¿Por qué los modelos GARCH siguen siendo tan utilizados para medir la volatilidad?
No intentan adivinar hacia dónde irá el precio. Intentan responder algo distinto: qué tan inestable puede volverse.
Cuando alguien empieza a estudiar los mercados, dedica la mayor parte del tiempo a preguntarse hacia dónde irá el precio. Pero existe otra cuestión igual de importante: ¿qué tan inestable puede volverse ese precio?
Para responder a esa incógnita nacieron los modelos GARCH, una familia de modelos estadísticos que estima cómo podría comportarse la volatilidad en los próximos periodos. Su popularidad no se debe a que predigan el futuro con exactitud, sino a que describen algo que aparece constantemente en los mercados: la volatilidad suele agruparse.
Un comportamiento que se repite más de lo que parece
Los periodos de calma (turquesa) y de alta volatilidad (magenta/morado) no se alternan al azar: tienden a agruparse en el tiempo. GARCH parte precisamente de esa observación para construir su estimación.
Piensa en el clima. Si llevas una semana con tormentas intensas, ¿esperarías que mañana hiciera un día completamente despejado? Es posible, pero estadísticamente resulta más probable que continúe cierta inestabilidad.
Con la volatilidad ocurre algo parecido: GARCH no intenta adivinar un evento inesperado, sino proyectar el comportamiento reciente hacia el futuro más próximo.

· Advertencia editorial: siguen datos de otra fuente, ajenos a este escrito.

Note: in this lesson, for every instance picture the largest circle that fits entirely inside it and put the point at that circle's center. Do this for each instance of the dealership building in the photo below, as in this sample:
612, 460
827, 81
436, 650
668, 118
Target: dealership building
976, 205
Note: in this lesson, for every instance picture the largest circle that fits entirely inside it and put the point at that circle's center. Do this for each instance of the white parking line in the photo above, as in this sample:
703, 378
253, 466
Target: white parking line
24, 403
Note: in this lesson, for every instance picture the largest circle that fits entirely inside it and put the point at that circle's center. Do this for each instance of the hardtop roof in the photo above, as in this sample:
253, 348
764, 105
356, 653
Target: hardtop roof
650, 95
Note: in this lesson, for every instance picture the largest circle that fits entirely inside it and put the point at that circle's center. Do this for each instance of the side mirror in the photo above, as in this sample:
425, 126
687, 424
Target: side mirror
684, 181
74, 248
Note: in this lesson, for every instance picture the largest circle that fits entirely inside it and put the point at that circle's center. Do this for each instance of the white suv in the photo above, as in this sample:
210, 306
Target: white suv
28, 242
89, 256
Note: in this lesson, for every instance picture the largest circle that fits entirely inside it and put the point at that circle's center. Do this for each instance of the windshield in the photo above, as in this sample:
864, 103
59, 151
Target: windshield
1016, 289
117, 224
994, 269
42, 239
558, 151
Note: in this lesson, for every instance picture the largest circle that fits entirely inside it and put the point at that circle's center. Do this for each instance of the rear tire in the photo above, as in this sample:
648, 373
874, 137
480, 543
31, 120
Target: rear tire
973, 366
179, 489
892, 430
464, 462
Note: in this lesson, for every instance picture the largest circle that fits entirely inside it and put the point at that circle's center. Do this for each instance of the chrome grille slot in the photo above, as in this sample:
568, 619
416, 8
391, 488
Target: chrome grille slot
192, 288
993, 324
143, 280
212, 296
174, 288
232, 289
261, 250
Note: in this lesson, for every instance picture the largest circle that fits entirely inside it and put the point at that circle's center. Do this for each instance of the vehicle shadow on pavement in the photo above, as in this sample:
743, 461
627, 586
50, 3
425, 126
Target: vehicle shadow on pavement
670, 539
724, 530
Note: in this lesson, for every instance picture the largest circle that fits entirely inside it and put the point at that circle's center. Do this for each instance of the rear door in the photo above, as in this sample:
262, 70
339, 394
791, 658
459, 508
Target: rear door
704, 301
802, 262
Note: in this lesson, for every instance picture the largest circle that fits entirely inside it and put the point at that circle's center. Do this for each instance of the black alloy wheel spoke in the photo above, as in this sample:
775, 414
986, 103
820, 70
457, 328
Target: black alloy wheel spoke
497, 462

¿Dónde se utiliza realmente?
Gestión del riesgo
Estima cuánto podría aumentar la incertidumbre de una cartera.
Valoración de derivados
Muchas estrategias con opciones necesitan estimar la volatilidad futura.
Fondos cuantitativos
Algunos algoritmos ajustan su exposición ante cambios de volatilidad.
Asignación de capital
Permite ajustar el tamaño de las posiciones según el riesgo esperado.
Una situación cotidiana
Administras dos activos con una rentabilidad parecida, pero un comportamiento muy distinto:
Aunque ambos puedan ofrecer una rentabilidad parecida, probablemente no asumirás el mismo nivel de riesgo en cada uno. Eso es exactamente lo que intenta cuantificar un modelo GARCH.
Qué aporta… y qué no
GARCH puede ayudarte a…
- Estimar cambios probables en la volatilidad
- Adaptar modelos de riesgo
- Analizar periodos de alta incertidumbre
- Mejorar estimaciones estadísticas
Pero no puede…
- Saber si el precio subirá o bajará
- Predecir noticias inesperadas
- Eliminar completamente el riesgo del mercado
- Acertar todos los escenarios futuros
Una curiosidad que explica su éxito
Hoy existen algoritmos de inteligencia artificial y modelos mucho más sofisticados. Aun así, GARCH sigue enseñándose en universidades y utilizándose en numerosas instituciones. Muchas veces no hace falta el modelo más complejo, sino uno estable, interpretable y con estimaciones consistentes — esa sencillez relativa explica su permanencia durante décadas.
«GARCH no intenta decir qué ocurrirá mañana. Intenta responder cuál es el nivel de incertidumbre más probable si el mercado continúa comportándose de forma similar a como lo ha hecho recientemente.»
Los modelos GARCH siguen siendo una referencia porque ayudan a entender una realidad que cualquier trader experimenta tarde o temprano: los mercados alternan periodos de calma y de tensión, y esos cambios rara vez aparecen de forma completamente aleatoria.
Más que intentar adivinar el futuro, GARCH ayuda a responder una pregunta mucho más práctica: ¿qué nivel de incertidumbre conviene esperar antes de tomar la siguiente decisión?